Combination injectable contraceptives for contraception

Compared with progestogen-only injectables, combination injectable contraceptives are associated with more regular bleeding patterns, lower risk of amenorrhea, and less likelihood of infrequent bleeding.

RHL Commentary by Hassan EO and El-Gibaly OM

1. INTRODUCTION

In under-resourced settings and in low-income countries, women usually prefer contraceptives that do not change the rhythm of their menstrual cycle. Both amenorrhea as well as infrequent, excessive, prolonged or irregular bleeding patterns are not acceptable. Amenorrhea raises the suspicion of pregnancy or induction of a menopausal state and bleeding may interfere with sexual relations and religious duties. For those reasons, many women in these settings choose combined contraceptive pills over progestogen-only injectable contraceptives, even though overall women express the desire for long-acting contraception. In under-resourced settings many women lack formal education and have problems complying with the requirement of taking the pill daily, resulting in irregular pill intake and a high contraceptive failure. Combined injectable contraceptives offer the advantage of preserving a regular bleeding pattern and there is no need to remember to take the pill daily. Thus, these methods have been considered to be an addition to the contraceptive choices available to those women. The most appropriate candidates for once-a-month injectable contraceptives are women who are satisfied with combined oral contraceptives pills, but are having problems with compliance.
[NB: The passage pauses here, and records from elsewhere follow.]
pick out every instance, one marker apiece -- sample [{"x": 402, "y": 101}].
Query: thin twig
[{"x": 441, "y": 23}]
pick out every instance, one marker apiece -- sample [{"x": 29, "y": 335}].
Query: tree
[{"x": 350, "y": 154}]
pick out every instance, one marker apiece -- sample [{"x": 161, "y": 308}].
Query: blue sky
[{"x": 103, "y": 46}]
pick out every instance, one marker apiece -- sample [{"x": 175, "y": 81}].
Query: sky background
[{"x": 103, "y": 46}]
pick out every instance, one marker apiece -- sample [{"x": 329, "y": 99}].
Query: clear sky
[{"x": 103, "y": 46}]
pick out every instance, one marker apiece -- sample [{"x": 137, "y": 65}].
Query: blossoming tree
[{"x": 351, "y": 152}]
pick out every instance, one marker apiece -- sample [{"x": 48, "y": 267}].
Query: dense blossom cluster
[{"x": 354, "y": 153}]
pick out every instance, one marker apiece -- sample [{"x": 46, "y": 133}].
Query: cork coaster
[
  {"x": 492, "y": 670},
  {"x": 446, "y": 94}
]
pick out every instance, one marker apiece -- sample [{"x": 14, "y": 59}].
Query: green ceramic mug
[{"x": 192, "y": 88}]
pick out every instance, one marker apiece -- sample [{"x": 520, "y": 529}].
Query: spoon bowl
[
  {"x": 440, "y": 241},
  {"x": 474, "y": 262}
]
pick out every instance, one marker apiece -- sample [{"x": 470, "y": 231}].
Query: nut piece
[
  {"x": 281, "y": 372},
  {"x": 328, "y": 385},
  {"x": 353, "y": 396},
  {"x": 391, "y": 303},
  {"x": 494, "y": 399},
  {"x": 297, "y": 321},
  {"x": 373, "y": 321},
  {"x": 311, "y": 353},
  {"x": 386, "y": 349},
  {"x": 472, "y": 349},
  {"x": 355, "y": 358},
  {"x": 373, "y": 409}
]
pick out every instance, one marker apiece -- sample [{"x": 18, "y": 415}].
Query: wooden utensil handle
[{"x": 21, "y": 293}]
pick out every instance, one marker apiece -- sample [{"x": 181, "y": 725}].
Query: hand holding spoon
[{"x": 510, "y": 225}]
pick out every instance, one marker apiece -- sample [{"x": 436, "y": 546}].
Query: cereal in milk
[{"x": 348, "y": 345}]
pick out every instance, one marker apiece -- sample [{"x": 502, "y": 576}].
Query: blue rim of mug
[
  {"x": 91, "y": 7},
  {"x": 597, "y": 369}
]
The most important determinants of use discontinuation of once-a-month injectable contraceptives are young age, large family size, first time contraceptive use, previous experience with menstrual problems that led to termination of a previous method and poor quality of services (i.e. lack of appropriate counselling and social support) (1). The focus of this updated review (2) with two new trials is to assess efficacy, continuation rates, and side-effects of once-a-month combination injectables.

2. METHODS OF THE REVIEW

This is a systematic review of randomized controlled trials that compared a combination injectable to any other contraceptive method (e.g. a second combination injectable contraceptive, a progestogen-only injectable contraceptive, another hormonal contraceptive or a barrier method). The reviewers did a comprehensive search using standard search strategies to identify eligible randomized controlled trials in any language in the following electronic databases; Cochrane Central Register, MEDLINE, EMBASE, POPLINE, LILACS, AIM, IMEMR from the inception of each database to December 2007. They also assessed the references listed in three review articles (3, 4, 5) and in eligible trial reports. Eligible combination injectable contraceptives were limited to nine formulations that were marketed at the time of this review: dihydroxyprogesterone caproate 250 mg and estradiol valerate 5 mg; dihydroxyprogesterone acetophenide (DHPA) (also known as algeston acetophenide or alfasona) 75 mg and estradiol enantate (E2EN) 5 mg; DHPA 120 mg and (E2EN) 10 mg; (DHPA) 150 mg and (E2-EN) 10 mg; DHPA 150 mg and estradiol benzoate 10 mg; medroxyprogesterone acetate (MPA) 25 mg and estradiol cypionate (E2C) 5 mg; MPA 25 mg and estradiol 3.5 mg; megestrol acetate 25 mg and estradiol 3.5 mg; and norethisterone enantate (NET-EN) 50 mg and estradiol valerate (E2V) 5 mg. The trials were limited to women in the reproductive age without contraindications to combination contraception use. Outcome measures sought were contraceptive efficacy, bleeding patterns, use continuation, user preferences, and side-effects (reported medical or social events that possibly were related to the study treatment).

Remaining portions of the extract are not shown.